Rub pot roast all over with salt, pepper, paprika and flour. Fry diced bacon in a Dutch oven until crisp. Remove bacon with slotted spoon and drain on paper towels. Pour off all but three tablespoons of bacon fat.

Brown pot roast in remaining bacon fat. Add pickles and onion slices. Stir in tomato sauce and water.

Cover and simmer for 2 1/2 to 3 hours, adding water if needed. Liquid should come halfway up the side of the roast.

When meat is tender, remove to a platter. Add bacon bits to broth. Stir in sour cream and heat gently. Pass sauce in a gravy boat.
HELP U COOK

As the year ends, it’s out with the old and in with the new. But while you’re sweeping your life clean, don’t go crazy with your spice cabinet. Although many “experts” recommend pitching dried herbs and spices that are more than a year old, I think that’s insane, especially given the number of jars and plastic baggies in my double-wide spice storage area. Here’s my guide to spice storage:

Buy as many spices as possible in whole form because they remain fresh indefinitely. I keep a miniature grater in the spice cabinets next to a bag of whole nutmeg, which I bought at least five years ago. Buying spices such as cumin, cardamom and cloves in seed or whole form is less convenient, but you could grind them in an electric spice grinder if desired. Some recipes call for whole spices, so it’s smart to keep the ones you use a lot on hand. Remember, you need never throw them away.

Pre-ground spices and dried herbs do lose potency over time and if I were the mistress of Downton Abbey I would have the cook dispose of them after one year. I can’t afford such wanton waste, though, so I just use more of the spice or herb if, after tasting, I think a dish requires it. I would buy fresh spices and dried herbs only when a recipe is so wonderful and time-consuming to make that using old ingredients would be foolish.

THE MAILBAG

From Ellen:
I have my bread dough for your cranberry-raisin-pecan bread proofing for its overnight stint, but it took almost 2 cups of water to make the dough cohesive.  I’m hoping you meant 2 cups rather than the 1 cup you said you used.

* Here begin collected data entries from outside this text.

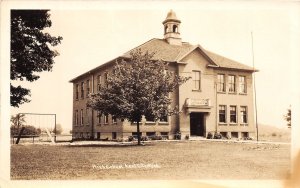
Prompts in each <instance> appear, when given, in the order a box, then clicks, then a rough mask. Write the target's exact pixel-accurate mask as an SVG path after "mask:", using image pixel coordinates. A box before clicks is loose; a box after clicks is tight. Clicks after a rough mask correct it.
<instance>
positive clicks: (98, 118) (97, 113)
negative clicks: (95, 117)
mask: <svg viewBox="0 0 300 188" xmlns="http://www.w3.org/2000/svg"><path fill="white" fill-rule="evenodd" d="M97 122H98V124H100V123H101V114H100V112H99V111H97Z"/></svg>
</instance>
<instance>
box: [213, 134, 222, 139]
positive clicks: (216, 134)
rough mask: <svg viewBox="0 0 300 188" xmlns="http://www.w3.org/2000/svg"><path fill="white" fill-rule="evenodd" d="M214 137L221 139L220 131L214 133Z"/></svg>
mask: <svg viewBox="0 0 300 188" xmlns="http://www.w3.org/2000/svg"><path fill="white" fill-rule="evenodd" d="M214 139H222V135H221V134H220V133H217V132H216V133H215V135H214Z"/></svg>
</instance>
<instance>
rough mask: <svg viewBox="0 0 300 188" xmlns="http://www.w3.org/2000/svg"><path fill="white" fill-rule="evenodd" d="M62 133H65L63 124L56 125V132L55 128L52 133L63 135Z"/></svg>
mask: <svg viewBox="0 0 300 188" xmlns="http://www.w3.org/2000/svg"><path fill="white" fill-rule="evenodd" d="M62 131H63V128H62V126H61V124H56V132H55V128H54V129H53V131H52V132H53V133H55V134H61V133H62Z"/></svg>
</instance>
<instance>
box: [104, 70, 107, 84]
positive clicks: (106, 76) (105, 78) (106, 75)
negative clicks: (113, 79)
mask: <svg viewBox="0 0 300 188" xmlns="http://www.w3.org/2000/svg"><path fill="white" fill-rule="evenodd" d="M104 79H105V83H106V87H108V83H107V79H108V73H107V72H106V73H105V74H104Z"/></svg>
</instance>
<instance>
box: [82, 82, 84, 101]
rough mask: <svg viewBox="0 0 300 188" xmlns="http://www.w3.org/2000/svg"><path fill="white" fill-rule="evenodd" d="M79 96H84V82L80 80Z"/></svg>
mask: <svg viewBox="0 0 300 188" xmlns="http://www.w3.org/2000/svg"><path fill="white" fill-rule="evenodd" d="M81 98H82V99H83V98H84V82H81Z"/></svg>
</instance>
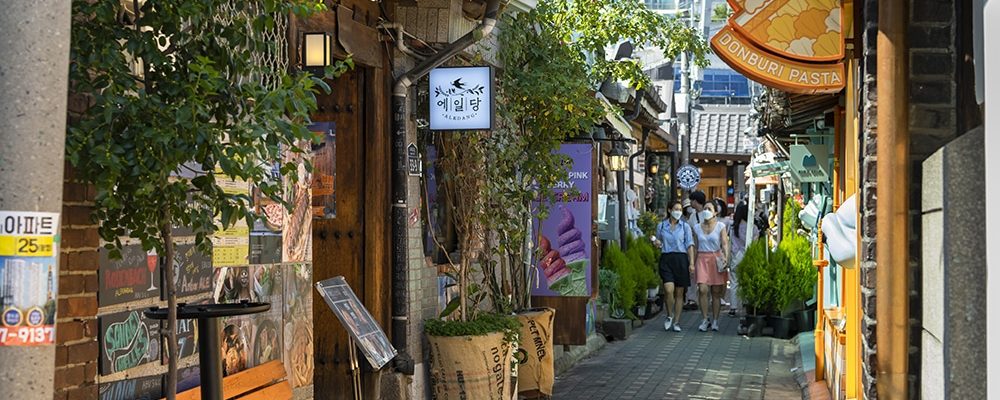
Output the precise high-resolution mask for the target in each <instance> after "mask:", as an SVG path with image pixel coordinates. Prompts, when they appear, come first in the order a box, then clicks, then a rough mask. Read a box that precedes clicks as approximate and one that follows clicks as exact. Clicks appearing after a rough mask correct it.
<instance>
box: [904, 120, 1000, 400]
mask: <svg viewBox="0 0 1000 400" xmlns="http://www.w3.org/2000/svg"><path fill="white" fill-rule="evenodd" d="M983 146H984V137H983V129H982V128H980V129H976V130H973V131H971V132H969V133H967V134H965V135H963V136H962V137H960V138H958V139H956V140H954V141H952V142H951V143H949V144H948V145H946V146H945V147H944V148H943V149H941V150H939V151H937V152H936V153H934V154H933V155H932V156H931V157H929V158H928V159H927V160H926V161H924V163H923V196H922V197H923V198H922V202H921V211H922V217H921V218H922V219H923V221H924V223H923V232H922V235H921V236H922V239H923V241H922V242H923V243H922V247H923V249H922V259H923V266H924V268H923V284H922V295H923V331H922V334H921V336H922V337H921V342H920V344H921V354H922V355H923V357H922V361H921V363H922V368H921V381H920V386H921V393H922V394H923V397H924V398H927V399H944V398H953V399H982V398H986V352H985V351H984V350H985V349H984V348H983V346H984V345H985V343H986V340H987V339H986V329H984V326H983V323H984V321H985V318H986V302H985V301H983V294H984V293H985V292H986V280H985V279H984V278H985V276H986V238H985V236H986V229H987V226H986V224H984V223H983V215H984V213H985V211H986V204H985V201H986V194H985V188H984V186H983V181H982V177H983V176H984V173H985V157H984V155H985V154H984V151H983ZM945 193H948V194H949V195H948V196H945ZM953 194H957V195H953Z"/></svg>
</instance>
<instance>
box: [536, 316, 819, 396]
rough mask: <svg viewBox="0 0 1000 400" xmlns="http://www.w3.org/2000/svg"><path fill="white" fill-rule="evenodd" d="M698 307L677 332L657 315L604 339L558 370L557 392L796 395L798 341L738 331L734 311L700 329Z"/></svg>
mask: <svg viewBox="0 0 1000 400" xmlns="http://www.w3.org/2000/svg"><path fill="white" fill-rule="evenodd" d="M699 318H700V316H699V315H697V312H696V311H685V312H684V314H683V322H682V323H681V327H682V328H683V329H684V330H683V331H682V332H665V331H664V330H663V317H662V316H658V317H656V318H653V319H650V320H648V321H646V323H645V324H644V325H643V326H642V327H640V328H638V329H636V330H634V331H633V333H632V336H630V337H629V338H628V339H627V340H624V341H612V342H609V343H608V344H607V345H606V346H605V347H604V348H603V349H601V350H600V351H598V352H597V353H595V354H594V355H593V356H592V357H590V358H588V359H586V360H584V361H582V362H580V363H579V364H577V365H576V366H574V367H573V368H572V369H570V370H569V371H568V372H566V373H564V374H563V375H561V376H558V377H557V378H556V385H555V393H554V398H557V399H593V400H600V399H608V400H611V399H636V400H642V399H768V400H775V399H777V400H781V399H800V398H802V392H801V390H800V389H799V385H798V384H797V383H796V381H795V378H794V376H793V372H792V368H796V367H798V368H801V362H800V363H798V365H796V363H795V360H796V358H798V357H800V356H799V353H798V352H797V351H796V347H797V346H796V345H795V344H793V342H792V341H787V340H781V339H774V338H771V337H755V338H749V337H746V336H743V335H737V334H736V329H737V326H738V325H739V319H737V318H736V317H729V316H723V317H722V318H721V319H720V324H719V332H699V331H698V329H697V323H698V321H699V320H700V319H699Z"/></svg>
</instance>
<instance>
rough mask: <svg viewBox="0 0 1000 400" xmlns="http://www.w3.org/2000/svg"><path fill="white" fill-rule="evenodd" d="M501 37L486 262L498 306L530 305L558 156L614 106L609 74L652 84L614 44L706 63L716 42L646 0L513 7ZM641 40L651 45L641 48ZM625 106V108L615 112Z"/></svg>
mask: <svg viewBox="0 0 1000 400" xmlns="http://www.w3.org/2000/svg"><path fill="white" fill-rule="evenodd" d="M503 26H504V29H503V30H501V33H500V36H499V38H498V41H499V44H500V46H501V51H499V52H498V57H499V60H500V62H501V63H502V65H503V66H504V71H503V72H502V73H501V74H500V75H499V77H498V91H497V92H498V99H497V104H498V106H497V107H498V108H497V110H498V117H499V118H498V119H499V121H500V123H499V126H498V128H497V129H496V130H495V131H494V132H492V133H491V134H490V135H488V137H487V139H486V140H485V141H484V142H483V144H484V146H485V148H486V160H487V165H489V168H488V169H486V170H484V171H483V173H484V174H485V185H484V192H483V193H484V196H485V198H486V200H485V202H486V204H487V205H486V209H487V210H491V211H490V212H487V213H482V214H481V215H480V219H481V223H482V225H483V226H484V227H488V229H490V234H489V235H487V237H488V239H489V240H490V241H491V242H490V243H489V244H488V245H486V246H485V247H484V249H485V251H484V252H483V254H482V255H483V258H482V260H481V264H482V265H483V268H484V277H485V285H484V286H485V287H486V289H487V290H488V293H489V295H490V299H491V301H492V303H493V306H494V308H495V309H496V311H498V312H501V313H509V312H511V311H519V310H523V309H525V308H527V307H528V306H529V302H530V295H531V293H530V292H531V285H530V283H531V282H529V281H528V276H529V274H528V272H529V271H530V268H531V266H532V265H533V264H534V257H533V256H532V253H533V251H532V248H533V246H534V243H535V242H536V241H537V239H536V238H532V237H531V228H530V227H531V220H532V218H533V217H538V219H539V220H543V219H545V217H546V215H547V213H548V209H547V203H548V202H550V201H552V200H555V199H554V196H555V194H556V193H555V191H554V190H553V189H554V188H555V187H556V185H557V184H558V183H560V182H563V181H565V180H566V178H567V171H568V169H567V166H568V163H569V159H568V158H567V157H565V156H562V155H559V154H557V153H555V151H556V150H558V149H559V146H560V145H561V144H562V143H563V142H564V141H565V140H566V139H568V138H571V137H575V136H585V135H586V133H587V132H589V130H590V129H591V127H592V126H594V125H596V124H599V123H600V121H601V120H602V119H603V118H604V116H605V115H606V113H607V112H608V110H606V109H605V108H604V106H603V105H602V103H601V102H600V101H598V99H597V98H595V97H594V87H595V86H596V85H597V84H598V83H599V82H601V81H603V80H604V79H607V78H609V77H611V78H613V79H619V80H625V81H627V82H629V83H630V84H631V85H632V86H633V87H634V88H642V87H645V86H648V85H649V77H648V76H646V75H645V74H643V72H642V66H641V65H640V64H639V62H638V61H635V60H607V59H605V58H604V57H603V56H599V57H596V58H594V59H591V57H590V56H592V55H595V54H597V55H602V54H603V50H604V48H605V47H607V46H609V45H613V44H616V43H619V42H621V41H631V42H633V43H640V44H643V45H652V46H657V47H659V48H661V49H662V50H663V51H664V55H665V56H666V57H667V58H669V59H672V58H674V57H676V56H677V55H678V54H680V52H681V51H690V52H692V53H693V54H694V55H695V58H696V60H698V61H699V62H700V63H702V64H705V63H706V62H707V60H706V58H705V55H706V53H707V52H708V46H707V44H706V43H705V42H704V40H702V39H701V37H700V36H698V35H697V32H696V31H695V30H693V29H691V28H688V27H686V26H684V25H683V24H682V23H681V22H679V21H678V20H676V19H670V18H667V17H664V16H660V15H658V14H656V13H653V12H652V11H650V10H648V9H647V8H646V7H645V5H643V4H642V3H640V2H638V1H636V0H595V1H588V2H573V1H569V0H543V1H542V2H540V3H539V5H538V7H537V9H535V10H532V11H529V12H525V13H519V14H513V15H511V14H508V15H506V16H505V17H504V21H503ZM640 47H641V46H640ZM613 111H616V112H620V110H613Z"/></svg>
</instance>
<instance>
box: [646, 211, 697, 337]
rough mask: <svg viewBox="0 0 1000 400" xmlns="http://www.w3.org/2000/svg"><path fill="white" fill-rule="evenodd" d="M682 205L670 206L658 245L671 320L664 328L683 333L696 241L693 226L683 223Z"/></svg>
mask: <svg viewBox="0 0 1000 400" xmlns="http://www.w3.org/2000/svg"><path fill="white" fill-rule="evenodd" d="M683 216H684V211H683V207H681V203H680V202H675V203H674V204H673V206H671V207H670V216H669V217H668V218H667V219H666V220H664V221H662V222H660V224H659V225H658V226H657V227H656V240H655V241H654V242H655V244H656V246H657V247H659V248H660V253H661V254H660V266H659V270H660V278H661V279H663V290H664V292H663V293H664V296H663V298H664V301H663V302H664V306H666V315H667V321H666V322H664V323H663V329H666V330H668V331H669V330H673V331H674V332H680V331H681V327H680V322H681V321H680V320H681V309H682V307H683V306H684V291H685V290H686V289H687V288H688V287H689V286H691V274H692V273H693V272H694V239H692V237H691V226H690V225H688V224H687V223H686V222H684V221H682V220H681V218H683Z"/></svg>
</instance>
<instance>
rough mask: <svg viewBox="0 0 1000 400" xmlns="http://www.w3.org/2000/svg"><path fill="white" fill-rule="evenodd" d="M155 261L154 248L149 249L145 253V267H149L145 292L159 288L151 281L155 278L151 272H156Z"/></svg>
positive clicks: (154, 250) (152, 280)
mask: <svg viewBox="0 0 1000 400" xmlns="http://www.w3.org/2000/svg"><path fill="white" fill-rule="evenodd" d="M157 261H158V260H157V257H156V251H155V250H150V251H149V252H147V253H146V268H149V289H146V291H147V292H148V291H153V290H156V289H159V288H157V287H156V285H154V284H153V281H155V280H156V279H154V278H155V277H154V276H153V272H156V262H157Z"/></svg>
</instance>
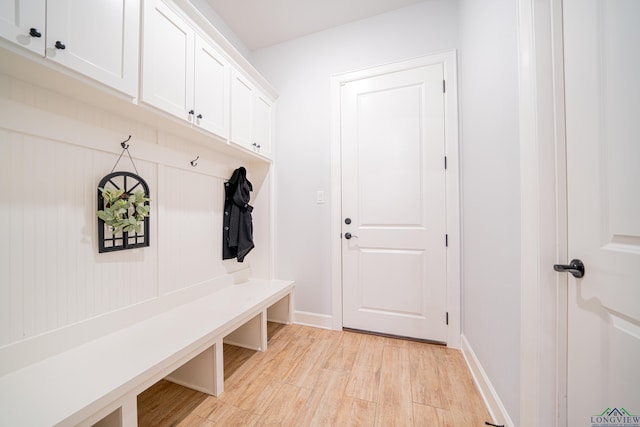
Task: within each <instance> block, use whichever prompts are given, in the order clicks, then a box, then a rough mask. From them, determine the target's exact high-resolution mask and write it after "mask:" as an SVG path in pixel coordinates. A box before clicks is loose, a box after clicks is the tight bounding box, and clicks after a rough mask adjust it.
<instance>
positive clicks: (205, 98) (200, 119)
mask: <svg viewBox="0 0 640 427" xmlns="http://www.w3.org/2000/svg"><path fill="white" fill-rule="evenodd" d="M229 74H230V65H229V63H228V62H227V61H226V60H225V59H224V57H223V56H222V55H221V54H220V53H219V52H218V51H217V50H216V49H215V48H214V47H213V46H212V45H210V44H209V43H207V42H206V41H204V40H203V39H202V38H201V37H200V36H196V51H195V70H194V75H195V83H194V94H193V98H194V111H195V116H196V117H195V123H196V125H198V126H200V127H202V128H203V129H206V130H208V131H209V132H212V133H215V134H216V135H218V136H220V137H222V138H224V139H226V138H227V137H228V135H229Z"/></svg>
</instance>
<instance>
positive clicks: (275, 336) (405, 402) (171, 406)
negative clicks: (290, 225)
mask: <svg viewBox="0 0 640 427" xmlns="http://www.w3.org/2000/svg"><path fill="white" fill-rule="evenodd" d="M224 358H225V391H224V393H222V395H221V396H219V397H213V396H209V395H206V394H203V393H199V392H197V391H193V390H190V389H187V388H184V387H181V386H178V385H175V384H172V383H170V382H167V381H164V380H163V381H160V382H159V383H157V384H155V385H154V386H152V387H151V388H149V389H148V390H146V391H145V392H144V393H142V394H141V395H140V396H139V397H138V423H139V426H140V427H145V426H153V427H158V426H213V425H223V426H265V425H270V426H435V427H437V426H461V427H470V426H484V425H485V421H490V417H489V413H488V412H487V410H486V407H485V405H484V403H483V401H482V398H481V397H480V394H479V392H478V390H477V389H476V386H475V384H474V383H473V380H472V378H471V374H470V373H469V371H468V369H467V366H466V364H465V362H464V359H463V356H462V354H461V353H460V352H459V351H457V350H452V349H448V348H446V347H443V346H438V345H432V344H426V343H420V342H414V341H408V340H401V339H394V338H387V337H380V336H374V335H366V334H360V333H356V332H347V331H343V332H339V331H328V330H323V329H317V328H311V327H305V326H299V325H286V326H282V325H275V324H269V348H268V350H267V351H266V352H264V353H260V352H254V351H250V350H246V349H242V348H238V347H233V346H226V345H225V348H224Z"/></svg>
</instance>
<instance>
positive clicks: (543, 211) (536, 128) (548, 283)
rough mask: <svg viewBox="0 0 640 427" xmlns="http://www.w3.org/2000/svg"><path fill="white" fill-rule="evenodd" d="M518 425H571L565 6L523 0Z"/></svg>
mask: <svg viewBox="0 0 640 427" xmlns="http://www.w3.org/2000/svg"><path fill="white" fill-rule="evenodd" d="M517 28H518V68H519V70H518V72H519V116H520V117H519V127H520V171H521V172H520V193H521V229H520V231H521V236H520V240H521V250H520V256H521V276H520V291H521V292H520V296H521V300H520V306H521V316H520V414H519V415H520V416H519V418H520V421H521V425H522V426H523V427H527V426H538V425H546V426H566V423H567V413H566V408H567V400H566V398H567V383H566V380H567V365H566V356H567V275H566V274H565V275H562V274H557V273H555V272H553V268H552V264H554V263H558V262H562V263H566V259H567V230H568V225H567V187H566V172H567V166H566V151H565V128H564V126H565V122H564V120H565V117H564V64H563V55H564V52H563V40H562V0H543V1H538V0H518V23H517Z"/></svg>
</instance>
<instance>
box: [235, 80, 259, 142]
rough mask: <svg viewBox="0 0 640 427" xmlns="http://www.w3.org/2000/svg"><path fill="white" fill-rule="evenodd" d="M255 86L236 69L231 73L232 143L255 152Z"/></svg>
mask: <svg viewBox="0 0 640 427" xmlns="http://www.w3.org/2000/svg"><path fill="white" fill-rule="evenodd" d="M253 90H254V89H253V86H252V85H251V83H250V82H249V81H248V80H247V79H245V78H244V77H243V76H242V75H241V74H240V73H239V72H238V71H236V70H235V69H234V70H233V71H232V73H231V137H230V140H231V142H233V143H235V144H238V145H242V146H244V147H246V148H249V149H251V150H253V146H252V144H253V141H252V139H251V122H252V121H253Z"/></svg>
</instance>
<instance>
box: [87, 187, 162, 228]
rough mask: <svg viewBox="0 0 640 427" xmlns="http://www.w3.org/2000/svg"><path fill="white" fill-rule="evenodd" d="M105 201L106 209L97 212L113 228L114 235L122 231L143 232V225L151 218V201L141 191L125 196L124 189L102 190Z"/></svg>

Took while to get all those little ‘goodies’ incorporated, too.

Dear Ellen: I’m glad you realized I had goofed, and I hope others did, too because the bread is delicious. My directions called for 1 3/4 cups water. I should have noted that I used almost 2 cups water to produce a sticky dough. Even that amount could be too much or too little, though, depending on how the flour measures on any given day.

A tip on incorporating the dried fruits and nuts: The last time I made the bread, I stirred in the goodies while adding the water, which was much easier than waiting until the dough was mixed.